Monday, October 31, 2011

more Helgoland

Some more images from a very nice visit. Saturday started good as I recieved the message by AT of a late Yellow-browed Warbler as I left the ship. Within a minute I watched it, but we soon lost it as it was moving quickly through Sudhafengelande. Belegfoto below;

It was clear that many birds had arrived, Robins and Goldcrest were everywhere! Especially the Goldcrest were very cooperative;

And amongst the Goldcrest were several Firecrests, this one showed well at Kringel;

4 Pallas's Warblers had been seen last days but today only one bird was seen, and it was not easy as it was cruising around Nordseehalle. I was just discussing with CB how nice it would be if the Pallas' would join the Goldcrests feeding in the small bush next to us as I saw a bright pale-yellow rump of a hovering bird. There it was!
It stayed only for a few seconds and managed to hide both the rump and crown on the picture, but what a great bird!

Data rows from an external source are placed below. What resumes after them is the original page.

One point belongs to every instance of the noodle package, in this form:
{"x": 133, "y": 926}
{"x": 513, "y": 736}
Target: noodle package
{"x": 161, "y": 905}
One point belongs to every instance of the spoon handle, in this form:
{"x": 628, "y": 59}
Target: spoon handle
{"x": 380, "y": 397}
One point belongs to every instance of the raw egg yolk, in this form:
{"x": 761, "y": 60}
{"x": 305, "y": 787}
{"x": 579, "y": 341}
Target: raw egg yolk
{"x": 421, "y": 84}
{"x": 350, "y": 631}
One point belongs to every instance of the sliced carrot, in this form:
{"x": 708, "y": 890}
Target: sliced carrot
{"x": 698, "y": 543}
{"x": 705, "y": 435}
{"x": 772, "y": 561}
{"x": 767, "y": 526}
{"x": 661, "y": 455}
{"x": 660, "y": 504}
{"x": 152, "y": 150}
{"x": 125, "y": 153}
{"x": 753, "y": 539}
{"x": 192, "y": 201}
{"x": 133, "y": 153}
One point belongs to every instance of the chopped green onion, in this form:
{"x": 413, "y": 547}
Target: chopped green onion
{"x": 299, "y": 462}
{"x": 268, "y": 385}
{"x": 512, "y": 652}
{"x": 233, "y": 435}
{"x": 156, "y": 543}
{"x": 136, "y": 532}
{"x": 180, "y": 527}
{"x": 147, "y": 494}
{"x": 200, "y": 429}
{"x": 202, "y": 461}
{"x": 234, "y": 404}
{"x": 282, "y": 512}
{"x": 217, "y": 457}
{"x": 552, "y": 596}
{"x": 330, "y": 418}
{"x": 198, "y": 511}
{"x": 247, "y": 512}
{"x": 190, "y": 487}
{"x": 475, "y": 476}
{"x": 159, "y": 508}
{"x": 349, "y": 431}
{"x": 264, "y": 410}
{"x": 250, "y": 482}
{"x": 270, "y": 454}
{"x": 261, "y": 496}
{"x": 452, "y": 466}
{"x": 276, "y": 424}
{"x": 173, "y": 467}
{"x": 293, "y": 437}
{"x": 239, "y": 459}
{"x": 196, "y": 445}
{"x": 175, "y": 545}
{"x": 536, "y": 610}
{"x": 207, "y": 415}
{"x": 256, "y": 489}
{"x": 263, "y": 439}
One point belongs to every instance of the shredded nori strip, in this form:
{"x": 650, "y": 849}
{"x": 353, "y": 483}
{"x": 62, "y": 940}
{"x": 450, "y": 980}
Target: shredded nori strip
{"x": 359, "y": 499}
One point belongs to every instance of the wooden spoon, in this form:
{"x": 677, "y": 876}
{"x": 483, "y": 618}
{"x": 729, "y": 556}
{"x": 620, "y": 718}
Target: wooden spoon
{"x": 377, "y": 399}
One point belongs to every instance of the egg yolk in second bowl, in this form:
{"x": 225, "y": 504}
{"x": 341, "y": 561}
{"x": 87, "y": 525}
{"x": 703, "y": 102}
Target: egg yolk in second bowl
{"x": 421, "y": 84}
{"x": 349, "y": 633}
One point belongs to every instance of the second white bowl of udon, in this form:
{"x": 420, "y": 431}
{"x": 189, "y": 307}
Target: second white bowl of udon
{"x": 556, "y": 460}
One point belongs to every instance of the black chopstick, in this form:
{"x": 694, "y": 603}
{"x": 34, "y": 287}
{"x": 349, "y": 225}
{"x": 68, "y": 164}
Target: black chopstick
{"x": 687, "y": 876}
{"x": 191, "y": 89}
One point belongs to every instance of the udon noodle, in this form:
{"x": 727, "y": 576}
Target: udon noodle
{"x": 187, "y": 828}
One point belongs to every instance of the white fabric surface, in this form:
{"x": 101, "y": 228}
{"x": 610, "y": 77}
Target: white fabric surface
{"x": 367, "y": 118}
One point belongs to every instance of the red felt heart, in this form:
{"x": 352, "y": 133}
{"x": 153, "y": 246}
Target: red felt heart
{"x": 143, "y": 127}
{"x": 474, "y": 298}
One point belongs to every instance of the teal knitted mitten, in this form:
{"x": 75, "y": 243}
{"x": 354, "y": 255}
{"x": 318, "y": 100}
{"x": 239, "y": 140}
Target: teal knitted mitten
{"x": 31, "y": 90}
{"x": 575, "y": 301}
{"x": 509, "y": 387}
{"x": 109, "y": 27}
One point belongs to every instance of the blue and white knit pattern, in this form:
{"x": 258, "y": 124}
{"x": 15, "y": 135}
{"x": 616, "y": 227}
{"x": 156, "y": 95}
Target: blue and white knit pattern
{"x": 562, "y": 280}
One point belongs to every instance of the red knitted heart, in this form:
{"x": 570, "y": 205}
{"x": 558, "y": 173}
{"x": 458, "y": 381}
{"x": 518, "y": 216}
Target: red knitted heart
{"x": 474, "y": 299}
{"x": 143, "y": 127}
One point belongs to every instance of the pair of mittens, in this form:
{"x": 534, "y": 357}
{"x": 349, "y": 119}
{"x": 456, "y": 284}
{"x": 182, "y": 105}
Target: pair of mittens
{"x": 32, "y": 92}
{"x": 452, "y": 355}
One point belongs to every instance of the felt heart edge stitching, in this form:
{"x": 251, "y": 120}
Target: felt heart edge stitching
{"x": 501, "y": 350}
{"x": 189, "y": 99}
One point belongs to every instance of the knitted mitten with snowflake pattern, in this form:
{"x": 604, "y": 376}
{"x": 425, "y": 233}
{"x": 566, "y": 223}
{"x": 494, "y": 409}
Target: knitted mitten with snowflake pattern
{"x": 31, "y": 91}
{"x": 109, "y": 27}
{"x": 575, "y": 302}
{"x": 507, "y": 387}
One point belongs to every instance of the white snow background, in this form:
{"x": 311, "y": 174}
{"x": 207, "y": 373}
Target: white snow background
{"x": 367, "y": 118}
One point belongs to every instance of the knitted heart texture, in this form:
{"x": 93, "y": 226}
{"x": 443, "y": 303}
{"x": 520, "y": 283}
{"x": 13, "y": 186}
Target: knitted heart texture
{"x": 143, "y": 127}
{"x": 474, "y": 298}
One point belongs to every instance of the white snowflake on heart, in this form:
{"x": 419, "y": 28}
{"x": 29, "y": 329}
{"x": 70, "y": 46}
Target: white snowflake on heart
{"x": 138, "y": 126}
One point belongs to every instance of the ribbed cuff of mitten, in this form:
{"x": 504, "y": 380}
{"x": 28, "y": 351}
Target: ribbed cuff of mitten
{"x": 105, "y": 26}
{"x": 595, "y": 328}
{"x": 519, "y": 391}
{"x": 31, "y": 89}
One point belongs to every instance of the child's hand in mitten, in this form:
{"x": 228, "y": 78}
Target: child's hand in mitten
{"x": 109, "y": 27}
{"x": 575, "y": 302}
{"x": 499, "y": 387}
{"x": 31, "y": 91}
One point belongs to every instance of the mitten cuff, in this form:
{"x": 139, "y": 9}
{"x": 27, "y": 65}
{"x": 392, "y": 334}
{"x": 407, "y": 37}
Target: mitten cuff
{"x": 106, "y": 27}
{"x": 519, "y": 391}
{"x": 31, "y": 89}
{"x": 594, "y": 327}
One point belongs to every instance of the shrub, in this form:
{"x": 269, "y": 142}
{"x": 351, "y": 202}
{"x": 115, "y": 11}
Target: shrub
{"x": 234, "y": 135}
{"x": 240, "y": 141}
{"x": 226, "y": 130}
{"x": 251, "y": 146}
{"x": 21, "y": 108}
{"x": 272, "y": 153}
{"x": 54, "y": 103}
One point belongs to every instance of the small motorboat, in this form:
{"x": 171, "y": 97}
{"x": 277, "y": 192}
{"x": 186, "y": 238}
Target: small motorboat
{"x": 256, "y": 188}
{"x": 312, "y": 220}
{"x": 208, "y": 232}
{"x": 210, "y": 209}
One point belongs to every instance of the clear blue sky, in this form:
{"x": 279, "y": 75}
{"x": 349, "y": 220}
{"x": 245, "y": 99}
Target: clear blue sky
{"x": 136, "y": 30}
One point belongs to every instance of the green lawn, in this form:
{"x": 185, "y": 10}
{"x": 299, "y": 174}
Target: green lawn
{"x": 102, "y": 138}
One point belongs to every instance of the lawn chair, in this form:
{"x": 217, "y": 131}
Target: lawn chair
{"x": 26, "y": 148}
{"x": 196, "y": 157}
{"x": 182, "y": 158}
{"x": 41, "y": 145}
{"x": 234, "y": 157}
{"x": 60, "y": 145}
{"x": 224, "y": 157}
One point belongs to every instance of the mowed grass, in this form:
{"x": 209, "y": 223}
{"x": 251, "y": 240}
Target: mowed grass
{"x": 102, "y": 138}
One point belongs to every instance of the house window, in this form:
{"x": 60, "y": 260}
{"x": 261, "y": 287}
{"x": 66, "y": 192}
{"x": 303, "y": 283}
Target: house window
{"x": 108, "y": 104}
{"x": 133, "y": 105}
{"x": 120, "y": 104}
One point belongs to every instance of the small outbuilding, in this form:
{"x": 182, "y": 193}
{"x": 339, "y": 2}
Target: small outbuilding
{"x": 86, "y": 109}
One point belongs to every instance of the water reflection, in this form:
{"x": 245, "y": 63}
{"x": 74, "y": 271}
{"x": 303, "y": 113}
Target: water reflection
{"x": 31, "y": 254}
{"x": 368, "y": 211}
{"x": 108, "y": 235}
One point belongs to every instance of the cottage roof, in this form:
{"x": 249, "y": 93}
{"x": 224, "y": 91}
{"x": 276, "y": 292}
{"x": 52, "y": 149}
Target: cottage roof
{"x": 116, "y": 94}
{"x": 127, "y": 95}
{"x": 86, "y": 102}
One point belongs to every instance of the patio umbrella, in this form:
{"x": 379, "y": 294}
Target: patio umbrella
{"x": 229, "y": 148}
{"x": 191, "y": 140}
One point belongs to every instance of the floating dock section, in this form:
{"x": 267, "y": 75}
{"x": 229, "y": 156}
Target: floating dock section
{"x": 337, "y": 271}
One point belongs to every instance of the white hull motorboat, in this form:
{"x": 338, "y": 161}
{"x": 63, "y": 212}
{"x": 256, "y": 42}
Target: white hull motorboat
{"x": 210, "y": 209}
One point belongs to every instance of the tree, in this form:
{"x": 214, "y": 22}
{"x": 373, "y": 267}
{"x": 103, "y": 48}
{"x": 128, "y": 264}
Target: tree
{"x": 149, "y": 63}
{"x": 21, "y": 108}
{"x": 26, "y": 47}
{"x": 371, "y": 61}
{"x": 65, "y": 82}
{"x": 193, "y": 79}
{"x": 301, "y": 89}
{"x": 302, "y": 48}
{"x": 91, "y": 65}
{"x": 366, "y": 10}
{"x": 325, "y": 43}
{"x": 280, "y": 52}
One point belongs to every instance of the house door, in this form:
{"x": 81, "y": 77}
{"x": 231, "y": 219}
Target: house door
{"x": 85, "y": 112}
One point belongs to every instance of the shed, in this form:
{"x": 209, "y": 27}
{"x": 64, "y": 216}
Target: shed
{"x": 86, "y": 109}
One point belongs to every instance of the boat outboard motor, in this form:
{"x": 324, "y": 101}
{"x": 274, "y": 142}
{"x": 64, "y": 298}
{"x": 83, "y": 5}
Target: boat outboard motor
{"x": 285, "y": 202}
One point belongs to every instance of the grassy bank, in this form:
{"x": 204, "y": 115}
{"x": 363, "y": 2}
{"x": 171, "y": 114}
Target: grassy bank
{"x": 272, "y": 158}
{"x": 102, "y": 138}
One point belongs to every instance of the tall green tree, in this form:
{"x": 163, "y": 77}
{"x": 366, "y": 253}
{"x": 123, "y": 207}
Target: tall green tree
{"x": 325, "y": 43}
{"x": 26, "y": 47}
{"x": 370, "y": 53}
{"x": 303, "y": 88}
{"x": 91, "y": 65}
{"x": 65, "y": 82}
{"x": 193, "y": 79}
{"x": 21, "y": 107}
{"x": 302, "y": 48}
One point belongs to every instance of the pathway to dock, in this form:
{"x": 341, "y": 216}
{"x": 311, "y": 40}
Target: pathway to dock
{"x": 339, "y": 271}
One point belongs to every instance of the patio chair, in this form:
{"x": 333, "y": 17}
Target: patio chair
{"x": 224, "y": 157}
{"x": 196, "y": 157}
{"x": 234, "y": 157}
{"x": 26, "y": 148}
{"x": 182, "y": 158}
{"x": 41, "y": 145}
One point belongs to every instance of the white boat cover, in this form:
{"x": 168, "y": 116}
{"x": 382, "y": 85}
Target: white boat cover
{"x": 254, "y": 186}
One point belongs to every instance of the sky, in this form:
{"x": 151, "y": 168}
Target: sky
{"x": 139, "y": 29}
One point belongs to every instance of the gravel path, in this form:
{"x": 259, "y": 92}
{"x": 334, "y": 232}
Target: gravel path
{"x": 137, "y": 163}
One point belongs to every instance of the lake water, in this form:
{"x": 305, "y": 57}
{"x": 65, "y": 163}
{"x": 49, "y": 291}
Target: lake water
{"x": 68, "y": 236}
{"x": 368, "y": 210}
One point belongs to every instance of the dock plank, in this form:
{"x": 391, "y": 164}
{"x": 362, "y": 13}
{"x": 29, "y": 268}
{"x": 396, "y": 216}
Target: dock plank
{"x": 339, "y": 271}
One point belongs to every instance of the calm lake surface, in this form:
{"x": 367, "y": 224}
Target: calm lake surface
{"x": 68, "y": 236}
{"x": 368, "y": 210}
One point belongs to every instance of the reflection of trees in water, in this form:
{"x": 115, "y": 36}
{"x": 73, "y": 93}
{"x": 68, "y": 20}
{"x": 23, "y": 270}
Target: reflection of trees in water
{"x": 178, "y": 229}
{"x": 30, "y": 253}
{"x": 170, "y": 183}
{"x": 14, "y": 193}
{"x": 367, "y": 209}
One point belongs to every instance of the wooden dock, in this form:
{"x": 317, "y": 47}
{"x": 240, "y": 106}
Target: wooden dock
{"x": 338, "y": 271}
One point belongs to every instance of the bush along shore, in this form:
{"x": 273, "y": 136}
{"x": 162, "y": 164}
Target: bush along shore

A Rough-legged Buzzard was stuck on the island and must have had a hard time finding prey and avoiding attacks from the local corvids.

And some more images from migrant Chiffchaff, Robin, Song Thrush and Blackcap;

In last light on saturday, CB found a Bluetail on Ostklippe. The bird showed well as it made small flights to catch insect. The last time we saw it was when a Sparrowhawk catched prey at the the same bush...

The Siberian Stonechat was still present at the beach. The "sit-down-and-wait" technique worked as it usually does with Wheatears;

On sunday afternoon if finally connected with the long-staying Sabines Gull on Kringel, what a beauty! (And compare the size to the Great-Black-backed...)

Sunday, October 30, 2011


A short but intense weekend visit; I cannot remember so much action in such a short period.
A fall of Robin, Goldcrest and Chiffchaff was accompanied by Pallas' Warbler, Yellow-browed Warbler, Red-flanked Bluetail and a red-throated Red-breasted Flycatcher! Siberian Stonechat and Sabines Gull were the "left-overs" from last week. More images soon!

Sunday, October 16, 2011


Entertaining migration today with a local record of Rough-legged Buzzard (8), 5 Red Kites, 4 Hen Harriers, Merlins, Peregrines and many Buzzards and Sparrowhawks.

A remarkable Common Buzzard might have had some Rough-legged genes; note the striking white tail with clear-cut dark tailband on upperside and pale upperwing-coverts;

And a very dark individual;

And some more impressions of the day;

Thursday, October 13, 2011

Birding Sein

Birding was extremely exciting although we did not see a single major rarity.
The well known potential of Sein and the fact that migrants were coming in from the sea during the whole day guaranteed action and boosted motivation.

On friday we saw 2 Balearic Shearwaters and many Gannets from the ferry. During the first days there were only few migrants around (Chiffchaffs, Willow Warblers, a Whitethroat, a Reed Warbler and both Firecrest and Goldcrest). A Red-breasted Flycatcher, Wryneck and 2 Snow Buntings were the highlight.

And I did not even see the Flycatcher because we did not want to waist the precious morning birding time on twitching. Here we are waiting for it not to reappear because it had moved to the bushes behind the wall were Jan refound it later:-)

So we were enjoying the more common migrants; Robins and Dunnocks were everywhere, very nice to see them in this untypical habitat.

There were 100's of waders on the beach and although American Golden Plover, Buff-breasted and Pectoral Sandpiper were recorded last weeks we could not find any yank. Probably because we did not try hard enough to pull out that Semipalmated Plover, other priorities!

The beach is a great place in the afternoon, just like on Helgoland the kelp weeds attract many migrants and I spend several hours photographing Turnstones, Pipits, Wagtails and Wheatears in a colourfull setting.

My personal favorate was the Yellow Wagtail which showed it's subtile beauty often within few meters distance.
In fact, there were so many birds around that they had a small argument sometimes:-)
Some more Wrynecks turned up but shy as always, oneday I will meet that 1 in a 1000 tame one...
And then, on our last morning, things were looking really good. More migrants than previous days and action everywhere! The first surprise was a Corncrake walking over one of the paths near the lighthouse, of course found by Jan. It walked slowly into the vegetation and never showed again despite a thourough search:-) ;
I then noticed a Wryneck next to the small chapel. It flew into the single bush and as I lifted my binoculars I noticed another bird in the same bush; Barred Warbler! It showed very well for a few seconds before it flew towards the lighthouse where the other birders managed to connect with it. This is indeed a rare bird on the island and not recorded every year.
A Richard's Pipit flew over, landed next to the same chapel for a minute and disappeared into the sea.

A last check on our feeding station revealed that all Sein's House Sparrows had found the easy meal.
On monday afternoon it was time to leave the island. On our way back the GPS guided us the shortest way through Paris, which turned out te be through the centre along the Notre Dame! :-)

We will be back next year, Sein is magic!